Когда я увидела, какая Сашенька маленькая – 1400 граммов, 41 сантиметр, и что у нее нет ушка, я чуть не упала в обморок. Да и заведующая отделением не в «мягкой форме» говорила мне о Саше и показывала ее…

На второй день, после УЗИ, стало ясно, что в головке все плохо, в сердце все плохо, с почками плохо, в легких тоже ужас полнейший. Заведующая реанимации сказала: «Такие множественные пороки – это, скорее всего, генетика». Мы были шокированы – какая генетика, у нас же есть здоровый ребенок, в роду никогда не было подобных проблем?!

Нам объяснили, что дети с генетическими проблемами появляются не только из-за наследственности. Мутация в генах происходит в независимости от того, какая у кого предрасположенность. Нам пришлось экстренно делать операцию Саше на сердце даже в стенах роддома – у малышки было такое огромное овальное окно в сердце, что она в принципе не могла существовать с ним дальше и ей чуть-чуть его «прикрыли» во время операции.

Вообще, вся эта ситуация была шоком. Одно дело, когда тебе говорят, что твой малыш болен еще во время беременности, и ты, наверное, морально понимаешь, что ничего хорошего после рождения не будет. А тут все вроде бы в порядке, ты готовишься к новому члену семьи, с трепетом ждешь знакомства, покупаешь первый крошечный гардероб, придумываешь, как будет проходить встреча у роддома и так далее. Вся родня суетится, в семье давно не было малышей и все в ожидании крошки.
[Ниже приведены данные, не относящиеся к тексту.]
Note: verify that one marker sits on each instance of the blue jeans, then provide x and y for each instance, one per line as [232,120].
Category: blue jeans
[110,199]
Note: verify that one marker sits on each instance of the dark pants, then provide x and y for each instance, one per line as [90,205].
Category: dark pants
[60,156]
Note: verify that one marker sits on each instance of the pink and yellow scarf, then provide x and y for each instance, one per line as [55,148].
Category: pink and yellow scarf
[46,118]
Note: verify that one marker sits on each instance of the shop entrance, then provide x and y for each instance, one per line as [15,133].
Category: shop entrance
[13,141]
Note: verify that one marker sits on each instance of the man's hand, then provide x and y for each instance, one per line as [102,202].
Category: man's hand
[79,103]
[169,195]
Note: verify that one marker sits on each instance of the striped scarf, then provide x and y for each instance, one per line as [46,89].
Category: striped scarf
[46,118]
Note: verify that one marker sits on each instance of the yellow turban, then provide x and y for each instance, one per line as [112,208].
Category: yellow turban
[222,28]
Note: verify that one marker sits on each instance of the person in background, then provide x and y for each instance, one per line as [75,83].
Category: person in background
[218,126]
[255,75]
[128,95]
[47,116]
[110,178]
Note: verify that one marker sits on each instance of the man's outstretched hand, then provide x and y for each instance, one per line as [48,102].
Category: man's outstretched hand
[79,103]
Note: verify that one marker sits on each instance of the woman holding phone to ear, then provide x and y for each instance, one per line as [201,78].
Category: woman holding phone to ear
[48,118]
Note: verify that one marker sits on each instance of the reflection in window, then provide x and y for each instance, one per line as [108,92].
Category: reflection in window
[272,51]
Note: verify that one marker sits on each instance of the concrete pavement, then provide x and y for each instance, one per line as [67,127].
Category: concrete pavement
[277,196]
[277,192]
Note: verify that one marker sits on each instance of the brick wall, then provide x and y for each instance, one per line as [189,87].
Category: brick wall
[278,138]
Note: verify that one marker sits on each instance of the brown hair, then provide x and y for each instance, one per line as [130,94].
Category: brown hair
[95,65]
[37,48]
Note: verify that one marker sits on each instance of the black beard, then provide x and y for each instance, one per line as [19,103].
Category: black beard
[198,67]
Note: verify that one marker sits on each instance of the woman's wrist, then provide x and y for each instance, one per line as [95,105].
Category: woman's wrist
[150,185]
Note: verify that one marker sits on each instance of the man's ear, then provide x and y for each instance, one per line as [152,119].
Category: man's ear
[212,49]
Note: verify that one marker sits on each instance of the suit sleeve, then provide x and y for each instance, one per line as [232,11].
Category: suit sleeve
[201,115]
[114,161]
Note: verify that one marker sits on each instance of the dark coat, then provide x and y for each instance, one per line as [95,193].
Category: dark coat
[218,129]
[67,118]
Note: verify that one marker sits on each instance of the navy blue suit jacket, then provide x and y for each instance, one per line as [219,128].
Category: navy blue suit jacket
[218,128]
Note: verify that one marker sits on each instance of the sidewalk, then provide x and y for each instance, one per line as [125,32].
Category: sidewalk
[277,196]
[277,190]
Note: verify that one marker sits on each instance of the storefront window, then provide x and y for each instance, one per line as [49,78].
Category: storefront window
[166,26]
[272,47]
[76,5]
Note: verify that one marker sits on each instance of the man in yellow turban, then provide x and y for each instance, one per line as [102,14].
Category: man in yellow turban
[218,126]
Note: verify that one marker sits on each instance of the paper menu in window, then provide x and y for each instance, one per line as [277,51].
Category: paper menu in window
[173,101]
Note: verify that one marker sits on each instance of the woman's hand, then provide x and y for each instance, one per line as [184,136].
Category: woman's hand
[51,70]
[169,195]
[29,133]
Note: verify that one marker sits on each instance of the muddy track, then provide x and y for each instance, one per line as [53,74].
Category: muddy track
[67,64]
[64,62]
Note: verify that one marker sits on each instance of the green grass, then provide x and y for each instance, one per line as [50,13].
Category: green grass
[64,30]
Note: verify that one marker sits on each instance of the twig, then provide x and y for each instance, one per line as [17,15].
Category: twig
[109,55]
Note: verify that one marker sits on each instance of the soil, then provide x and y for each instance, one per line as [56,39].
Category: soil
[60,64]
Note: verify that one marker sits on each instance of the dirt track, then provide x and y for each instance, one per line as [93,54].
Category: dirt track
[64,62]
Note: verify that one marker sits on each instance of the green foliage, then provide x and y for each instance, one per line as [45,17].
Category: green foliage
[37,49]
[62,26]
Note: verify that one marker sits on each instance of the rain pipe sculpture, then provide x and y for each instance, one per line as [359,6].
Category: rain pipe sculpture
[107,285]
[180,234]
И вдруг – все так страшно!

«За что это вам?» или «Саша будет с вами»

«За что это вам?», – такой вопрос был у многих родственников, и у близких друзей. Кто-то напрямую даже спрашивал: «Что же вы такое сделали, за что вас так Бог наказал?» и это все было в период, когда мы и сами-то не разобрались со своими: «Почему, зачем, за что?!»

Родственники, вспоминая мою благополучную беременность, говорили: «А, может, вам ребенка подменили? Такое случается».

В течение первого года нам вообще было трудно обсуждать что-либо с посторонними, немногие знали, что у нас в семье происходит. Я была растеряна, не знала, как самой проживать случившееся. К тому же непонятна была перспектива Сашиной жизни: то речь шла о днях, то о месяцах, полгода. Потом сказали, что это просто может произойти в любой момент, но максимум — год.

Обсуждать эту тему, такую личную, не хотелось ни с кем. На работе нюансов не знали, но были в курсе, что дочка побывала в реанимации. Коллеги спрашивали, как дела, искренне желали добра. Говорить о реальной картине я не видела смысла.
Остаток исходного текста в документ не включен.